Etrange . Comme beaucoup de choses qui sont hors de nous. Pour beaucoup de choses qui nous habitent.
Parfois, savoir vivre dans son imaginaire est la plus belle des choses. Mais on est contraint d'évoluer dans ce monde. Alors profitons-en... Si on a nécessairement besoin des autres, autant avoir besoin des bonnes personnes.
[Je cherche mon bonheur, autant que je veux celui de ceux que j'aime, autant que j'en souhaite à tous]
.... Certains diront qu'il n'y a rien à comprendre, d'autres essayeront de s'excuser, sous prétexte de leur nature, tout ça à fin de protéger leurs intérêts (très personnels) à tout prix. Ils se voilent la face et crachent derrière leur masque. Parce qu'ils ont oublié, combien quand ils tombaient, nous étions là pour les relever, combien quand ils déclinaient nous étions là pour les secouer. Ils sont devenus amnésiques parce qu'aujourd'hui ils n'ont besoin d'aucun secours. Quand ils ont le temps, ils prennent soin de votre personne (il faut bien de temps à autre, accomplir une bonne action...). Mais la culpabilité ne pourra jamais être un sentiment qui les habitent. En leur âme et conscience ils ont fait tout ce qu'il y a de bien, puisqu'ils ont servit leurs intérêts. Ils vous diront peut être « je suis comme ça, je n'y peut rien » dans un état d'esprit d'égoïsme profond mais nié. Et quand ils vous blessent, vous devez sourire, et quand ils vous ignorent, vous devez revenir. Et vous êtes drôle vous, de leur reprocher quoi que ce soit ! Mais ils ont oublié qu'on ne peut rien imposer à personne. Ils seront sans vous, vous serez sans eux. Sans doute vous porterez vous mieux, malgré quelques transports de nostalgie. Eux, ils seront blessés au plus profond de leur orgueil mais ne se verront toujours pas comme les uniques responsables de cette conséquence. Il y aura toujours quelqu'un d'autre sur qui ils sauront rejeter la faute. Et mieux encore ils se diront la victime innocente du pire des complots, persécutée à tord, reniée sans raison. Un jour ou l'autre ils seront nostalgique mais refuseront toujours de reconnaître leur erreur.

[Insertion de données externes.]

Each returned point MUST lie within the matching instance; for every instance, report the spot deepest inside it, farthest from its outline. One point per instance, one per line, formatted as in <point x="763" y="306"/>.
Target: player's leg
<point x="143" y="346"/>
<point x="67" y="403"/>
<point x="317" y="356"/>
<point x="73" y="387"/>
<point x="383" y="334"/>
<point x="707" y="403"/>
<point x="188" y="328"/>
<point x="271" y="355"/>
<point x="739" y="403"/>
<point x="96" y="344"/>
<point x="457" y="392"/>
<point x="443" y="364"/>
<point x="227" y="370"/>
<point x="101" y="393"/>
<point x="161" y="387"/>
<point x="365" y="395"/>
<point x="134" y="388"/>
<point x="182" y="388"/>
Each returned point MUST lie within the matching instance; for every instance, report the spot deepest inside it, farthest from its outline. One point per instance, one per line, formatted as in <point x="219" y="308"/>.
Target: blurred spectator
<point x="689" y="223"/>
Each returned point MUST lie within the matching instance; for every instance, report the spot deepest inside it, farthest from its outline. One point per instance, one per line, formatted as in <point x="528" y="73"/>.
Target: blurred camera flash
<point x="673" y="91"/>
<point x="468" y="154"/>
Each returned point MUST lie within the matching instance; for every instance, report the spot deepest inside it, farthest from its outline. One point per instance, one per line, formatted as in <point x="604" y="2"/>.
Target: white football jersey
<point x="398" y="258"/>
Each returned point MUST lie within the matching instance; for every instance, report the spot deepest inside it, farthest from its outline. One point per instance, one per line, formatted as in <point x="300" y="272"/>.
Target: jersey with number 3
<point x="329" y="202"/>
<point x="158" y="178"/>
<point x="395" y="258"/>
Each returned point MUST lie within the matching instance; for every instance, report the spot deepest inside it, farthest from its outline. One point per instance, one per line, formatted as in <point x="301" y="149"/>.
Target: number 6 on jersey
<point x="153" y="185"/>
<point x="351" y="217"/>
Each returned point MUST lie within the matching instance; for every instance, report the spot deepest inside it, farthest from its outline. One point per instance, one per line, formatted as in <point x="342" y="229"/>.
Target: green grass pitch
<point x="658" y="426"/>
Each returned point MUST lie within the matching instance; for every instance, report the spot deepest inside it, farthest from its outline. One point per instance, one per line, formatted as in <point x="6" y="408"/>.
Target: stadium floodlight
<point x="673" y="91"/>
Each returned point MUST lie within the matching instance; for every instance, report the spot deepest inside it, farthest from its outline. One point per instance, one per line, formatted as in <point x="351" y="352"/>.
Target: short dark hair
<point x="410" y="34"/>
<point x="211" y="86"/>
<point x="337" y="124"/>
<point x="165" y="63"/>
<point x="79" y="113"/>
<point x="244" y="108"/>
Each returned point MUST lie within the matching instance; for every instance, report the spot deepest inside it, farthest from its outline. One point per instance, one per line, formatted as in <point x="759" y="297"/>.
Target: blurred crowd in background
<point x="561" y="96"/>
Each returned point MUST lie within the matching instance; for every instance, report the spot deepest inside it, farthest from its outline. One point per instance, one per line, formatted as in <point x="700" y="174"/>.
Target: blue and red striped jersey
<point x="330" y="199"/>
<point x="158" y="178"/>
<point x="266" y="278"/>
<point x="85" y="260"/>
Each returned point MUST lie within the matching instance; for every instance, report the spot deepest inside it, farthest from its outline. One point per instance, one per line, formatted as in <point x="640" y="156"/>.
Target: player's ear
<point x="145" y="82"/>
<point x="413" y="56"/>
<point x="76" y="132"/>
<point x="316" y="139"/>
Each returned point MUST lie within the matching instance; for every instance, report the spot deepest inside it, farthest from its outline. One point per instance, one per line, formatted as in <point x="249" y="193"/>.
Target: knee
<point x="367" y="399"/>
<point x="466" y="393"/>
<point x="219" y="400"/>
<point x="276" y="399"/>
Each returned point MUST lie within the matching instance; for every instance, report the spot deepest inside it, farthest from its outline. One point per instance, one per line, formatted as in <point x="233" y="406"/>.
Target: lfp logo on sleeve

La roue tourne. Un jour ils retomberont, ils déclineront, ils auront mal. Peut être que d'autres leur porteront secours. Mais permettez moi d'être septique. Quand on agit de la sorte et qu'on persévère dans sa bêtise, on se retrouve facilement seul. Et face à son déclin, sans plus personne pour nous rattraper au vol, les regrets nous prennent, on s'aperçoit de son erreur, « les si j'avais » pleuvent sur l'esprit. Mais bien souvent, il est trop tard.